Am 4. April 2022 jährte sich zum 80. Mal der Beginn der Deportation der jüdischen Bürgerinnen und Bürger aus Regensburg. Eine Gruppe von 109 Menschen wurde am Ostbahnhof zusammen mit den Deportierten aus Niederbayern und der Oberpfalz in einen Zug, der von München-Milbertshofen kam, gezwungen und nach Piaski, einem sogenannten „Durchgangslager“ in der Nähe der ostpolnischen Stadt Lublin, verbracht. Wer den Transport und die unmenschlichen Bedingungen dort überlebte, fand in den Gaskammern der Vernichtungslager Sobibor oder Belzec den Tod. Die Stadt Regensburg und die Jüdische Gemeinde Regensburg möchten mit der Veranstaltung

„80 Jahre danach – die erste Deportation Regensburger Jüdinnen und Juden Geschichte und Vorgeschichte am 02.05.2022 von 9 bis 12.30 Uhr in der Jüdischen Gemeinde Regensburg an dieses Ereignis erinnern. Dabei sollen Schülerinnen und Schüler zum einen über lokalgeschichtliche Zusammenhänge aufklärt werden, zum anderen Ernst Grube, einem Zeitzeugen, begegnen.

Ernst Grube, ein Überlebender der Shoa, musste als Kind einer jüdischen Mutter Entrechtung, Verfolgung und die Deportation nach Theresienstadt erleben, wo er von Soldaten der sowjetischen Armee am 8. Mai 1945 befreit wurde. Zwei seiner Tanten wurden mit ihren Familien nach Piaski und Izbica, einem weiteren Durchgangslager in Ostpolen, deportiert und dort ermordet. Ernst Grube ist heute Präsident der Dachauer Lagergemeinschaft e.V. sowie Vorsitzender des Kuratoriums der Stiftung Bayerische Gedenkstätten.

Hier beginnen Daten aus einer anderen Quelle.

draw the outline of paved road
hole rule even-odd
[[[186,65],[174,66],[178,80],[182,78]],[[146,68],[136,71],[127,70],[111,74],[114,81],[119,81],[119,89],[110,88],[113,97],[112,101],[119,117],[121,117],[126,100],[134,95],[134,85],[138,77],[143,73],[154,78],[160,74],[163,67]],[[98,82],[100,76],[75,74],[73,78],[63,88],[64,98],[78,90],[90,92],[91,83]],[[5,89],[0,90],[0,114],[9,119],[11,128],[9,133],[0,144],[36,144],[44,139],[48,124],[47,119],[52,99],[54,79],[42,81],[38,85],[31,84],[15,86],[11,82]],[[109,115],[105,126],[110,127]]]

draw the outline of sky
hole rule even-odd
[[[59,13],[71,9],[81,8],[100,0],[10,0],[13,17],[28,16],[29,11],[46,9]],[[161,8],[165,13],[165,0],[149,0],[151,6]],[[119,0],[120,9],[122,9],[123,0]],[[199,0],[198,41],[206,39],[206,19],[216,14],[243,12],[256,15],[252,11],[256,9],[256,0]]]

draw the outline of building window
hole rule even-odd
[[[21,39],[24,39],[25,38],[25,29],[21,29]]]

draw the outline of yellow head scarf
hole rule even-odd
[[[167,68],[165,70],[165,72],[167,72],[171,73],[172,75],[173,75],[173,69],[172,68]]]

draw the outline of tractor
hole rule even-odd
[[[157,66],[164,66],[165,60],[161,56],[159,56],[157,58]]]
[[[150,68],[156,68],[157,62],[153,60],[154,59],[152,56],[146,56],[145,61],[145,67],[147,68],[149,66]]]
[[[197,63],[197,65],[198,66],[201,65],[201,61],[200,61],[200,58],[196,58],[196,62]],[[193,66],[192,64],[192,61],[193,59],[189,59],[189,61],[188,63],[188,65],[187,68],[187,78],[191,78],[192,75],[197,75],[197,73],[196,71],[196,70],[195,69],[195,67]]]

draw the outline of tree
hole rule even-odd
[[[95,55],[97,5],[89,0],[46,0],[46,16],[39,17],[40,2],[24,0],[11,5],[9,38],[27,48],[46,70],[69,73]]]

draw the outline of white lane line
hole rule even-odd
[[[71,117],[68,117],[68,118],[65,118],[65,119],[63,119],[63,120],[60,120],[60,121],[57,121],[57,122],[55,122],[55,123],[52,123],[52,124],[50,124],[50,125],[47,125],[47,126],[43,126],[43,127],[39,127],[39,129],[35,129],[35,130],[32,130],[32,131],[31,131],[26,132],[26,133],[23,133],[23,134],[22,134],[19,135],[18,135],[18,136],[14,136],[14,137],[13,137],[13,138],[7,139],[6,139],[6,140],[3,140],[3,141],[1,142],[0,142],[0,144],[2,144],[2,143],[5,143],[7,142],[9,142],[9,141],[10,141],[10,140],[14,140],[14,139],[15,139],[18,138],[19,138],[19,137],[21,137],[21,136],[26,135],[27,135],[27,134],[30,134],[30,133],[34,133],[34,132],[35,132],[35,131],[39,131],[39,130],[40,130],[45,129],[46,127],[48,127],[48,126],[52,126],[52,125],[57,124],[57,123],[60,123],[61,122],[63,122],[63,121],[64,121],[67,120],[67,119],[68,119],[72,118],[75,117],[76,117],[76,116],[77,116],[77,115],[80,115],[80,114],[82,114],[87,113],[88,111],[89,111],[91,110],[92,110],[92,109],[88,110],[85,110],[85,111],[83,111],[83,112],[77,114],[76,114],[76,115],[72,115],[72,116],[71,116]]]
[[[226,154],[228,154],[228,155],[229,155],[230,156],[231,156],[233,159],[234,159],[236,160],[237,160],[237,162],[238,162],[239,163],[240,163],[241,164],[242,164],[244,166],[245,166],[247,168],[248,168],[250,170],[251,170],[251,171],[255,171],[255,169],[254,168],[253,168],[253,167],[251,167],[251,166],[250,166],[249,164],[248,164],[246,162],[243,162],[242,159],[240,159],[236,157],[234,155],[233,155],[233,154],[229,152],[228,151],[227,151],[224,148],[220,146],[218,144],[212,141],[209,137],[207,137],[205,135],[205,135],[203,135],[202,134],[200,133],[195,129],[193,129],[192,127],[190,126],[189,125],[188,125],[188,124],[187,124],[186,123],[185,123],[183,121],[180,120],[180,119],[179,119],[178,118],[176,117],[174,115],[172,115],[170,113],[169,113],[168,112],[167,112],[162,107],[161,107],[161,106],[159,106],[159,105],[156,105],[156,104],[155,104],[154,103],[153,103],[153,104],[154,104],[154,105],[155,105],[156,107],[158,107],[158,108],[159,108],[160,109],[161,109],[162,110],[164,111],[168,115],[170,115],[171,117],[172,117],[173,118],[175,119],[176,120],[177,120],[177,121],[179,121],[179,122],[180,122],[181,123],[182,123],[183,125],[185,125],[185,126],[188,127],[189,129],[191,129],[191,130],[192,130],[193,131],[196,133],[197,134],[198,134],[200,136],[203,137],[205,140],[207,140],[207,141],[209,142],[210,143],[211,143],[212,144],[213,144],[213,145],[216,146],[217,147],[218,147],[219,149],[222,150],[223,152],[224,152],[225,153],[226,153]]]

Mit Michael Wabra konnten wir einen ausgewiesenen Kenner des Themas als Referenten gewinnen, der u. a. das Schicksal jüdischer Mädchen des Von-Müller-Gymnasiums aus Regensburg erforscht hat, von denen zwei mit ihren Familien ebenfalls nach Piaski deportiert und dort ermordet wurden.

Martina Köglmeier ist Lehrerin am Von-Müller-Gymnasium in Regensburg und pädagogische Mitarbeiterin im Stadtarchiv Regenburg.

Wir konnten eine 8 Klasse einer Mittelschule und eine Q 11 eines Gymnasiums begrüßen.